Une procédure payante

C’est dans cette optique que M. Julien mène actuellement ses propres tests en atelier, dans le but de chiffrer le montant épargné par l’assureur lui-même en incluant ce processus aux travaux remboursés.

« En fin de compte, on peut démontrer clairement que l’assureur économise beaucoup en incorporant cette étape dans sa couverture, affirme M. Julien. La bonne utilisation d’un scanneur permet de distinguer les dommages causés par l’accident précédant la réclamation de ceux qui ne le sont pas, pour que l’assureur ne paie que ce qu’il doit payer.

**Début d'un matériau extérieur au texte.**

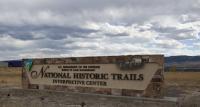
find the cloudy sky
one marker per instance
(65, 28)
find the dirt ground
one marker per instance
(177, 84)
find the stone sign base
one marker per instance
(44, 98)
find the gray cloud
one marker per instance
(48, 28)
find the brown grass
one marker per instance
(184, 80)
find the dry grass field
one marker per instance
(182, 78)
(176, 83)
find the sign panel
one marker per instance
(113, 76)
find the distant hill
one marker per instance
(183, 61)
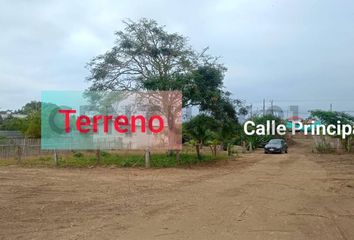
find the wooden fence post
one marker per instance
(19, 153)
(98, 156)
(147, 158)
(55, 155)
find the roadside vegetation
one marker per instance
(118, 159)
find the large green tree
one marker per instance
(147, 57)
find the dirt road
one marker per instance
(299, 195)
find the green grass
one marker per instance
(87, 159)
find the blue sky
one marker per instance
(292, 51)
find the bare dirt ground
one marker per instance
(299, 195)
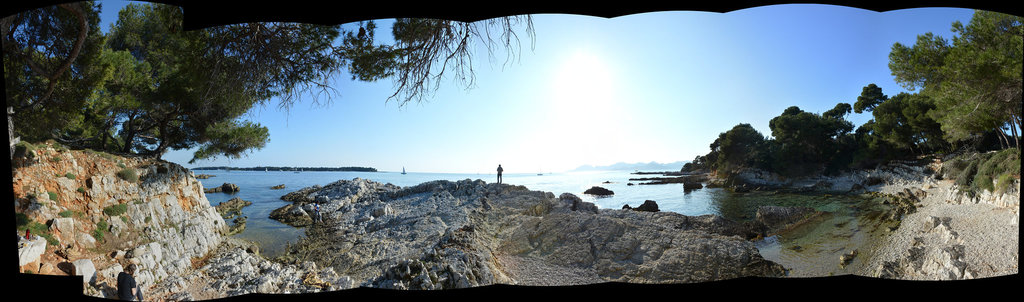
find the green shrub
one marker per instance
(100, 230)
(116, 210)
(128, 174)
(34, 227)
(98, 234)
(22, 221)
(25, 149)
(998, 168)
(1003, 182)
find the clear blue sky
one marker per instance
(656, 86)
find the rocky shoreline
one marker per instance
(457, 234)
(943, 232)
(444, 234)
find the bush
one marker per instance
(100, 230)
(128, 174)
(997, 168)
(116, 210)
(993, 171)
(26, 149)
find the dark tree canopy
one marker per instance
(974, 80)
(150, 86)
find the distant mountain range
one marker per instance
(648, 167)
(356, 169)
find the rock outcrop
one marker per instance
(779, 218)
(444, 234)
(597, 190)
(226, 187)
(647, 206)
(161, 223)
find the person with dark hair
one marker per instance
(316, 214)
(127, 288)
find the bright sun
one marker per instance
(585, 106)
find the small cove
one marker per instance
(812, 249)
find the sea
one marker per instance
(852, 223)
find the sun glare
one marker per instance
(584, 106)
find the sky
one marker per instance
(647, 87)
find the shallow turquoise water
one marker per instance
(810, 250)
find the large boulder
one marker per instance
(86, 269)
(29, 251)
(231, 208)
(577, 204)
(292, 215)
(647, 206)
(597, 190)
(226, 187)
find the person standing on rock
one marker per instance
(316, 215)
(127, 288)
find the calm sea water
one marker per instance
(809, 251)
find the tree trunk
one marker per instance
(1003, 138)
(83, 26)
(1014, 128)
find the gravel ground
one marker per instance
(531, 271)
(945, 240)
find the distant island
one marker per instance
(330, 169)
(652, 166)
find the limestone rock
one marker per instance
(292, 215)
(226, 187)
(577, 204)
(597, 190)
(29, 251)
(86, 269)
(647, 206)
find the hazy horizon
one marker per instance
(648, 87)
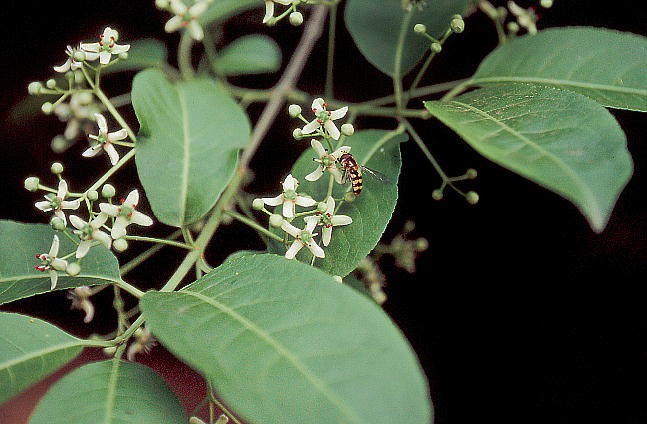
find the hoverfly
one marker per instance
(353, 172)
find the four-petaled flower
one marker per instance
(187, 17)
(106, 47)
(327, 161)
(303, 238)
(105, 139)
(56, 202)
(49, 262)
(289, 197)
(324, 118)
(125, 214)
(327, 220)
(269, 8)
(88, 232)
(71, 62)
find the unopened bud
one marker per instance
(31, 183)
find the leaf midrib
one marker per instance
(267, 338)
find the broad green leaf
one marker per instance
(377, 28)
(187, 147)
(561, 140)
(250, 54)
(606, 65)
(371, 211)
(19, 245)
(110, 392)
(222, 10)
(31, 349)
(145, 53)
(283, 342)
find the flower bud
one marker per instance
(56, 168)
(31, 183)
(108, 191)
(57, 223)
(296, 18)
(294, 110)
(457, 25)
(73, 269)
(120, 245)
(93, 195)
(276, 220)
(347, 129)
(258, 204)
(34, 87)
(47, 108)
(472, 197)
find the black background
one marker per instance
(518, 311)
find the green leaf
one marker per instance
(371, 211)
(561, 140)
(145, 53)
(19, 245)
(222, 10)
(606, 65)
(31, 349)
(283, 342)
(377, 28)
(110, 392)
(187, 147)
(250, 54)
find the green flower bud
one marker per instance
(347, 129)
(296, 18)
(120, 245)
(93, 195)
(73, 269)
(419, 28)
(276, 220)
(457, 25)
(294, 110)
(56, 168)
(108, 191)
(31, 183)
(472, 197)
(57, 223)
(34, 87)
(47, 108)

« Dans tous les cas, cette procédure demeure tout à l’avantage de l’atelier, qui se protège en déterminant clairement, preuve à l’appui, les dommages présents sur la voiture avant qu’il ait commencé les travaux », ajoute-t-il.

Un nouveau poste à créer

« Deux univers parallèles cohabitent en ce moment. Là où vous voyez des panneaux de tôle à réparer, je vois aujourd’hui un réseau électrique complexe », mentionne M. Julien en s’adressant aux professionnels présents dans la classe. « Vous ne vous attendiez pas nécessairement à devoir faire face à cette réalité en devenant carrossier, mais une nouvelle méthode informatique s’impose pour s’assurer que le travail est bien fait. »

Avec le soutien et sous le mandat de la CCPQ, M. Julien a comme principal objectif de sensibiliser les carrossiers quant aux nouveaux besoins générés par l’évolution constante des technologies informatiques qui composent les véhicules d’aujourd’hui. « Les constructeurs  dépensent actuellement plus de la moitié de leur budget en systèmes de sécurité et d’assistance à la conduite, et tout ça, ça arrive tranquillement dans vos ateliers, souligne-t-il. L’industrie doit se doter d’experts formés spécialement au diagnostic électronique et à la reprogrammation de ces systèmes. »

Comme le résume M. Fillion, les analyses pré et post-scan demandent des connaissances informatiques qui ne sont pas nécessairement l’apanage des experts en atelier. Ceux-ci sont par ailleurs déjà très occupés à exceller dans leur spécialité respective.

« Les ateliers doivent absolument développer leur expertise en ce sens : il s’agit littéralement d’un nouveau poste à créer, qui revient à des experts en informatique et en électronique. Ce besoin ouvre la voie à une relève de nouvelle génération branchée, passionnée par les nouvelles technologies. »

Une « spécialité » inédite et d’avant-garde vient ainsi de voir le jour dans le secteur de la carrosserie.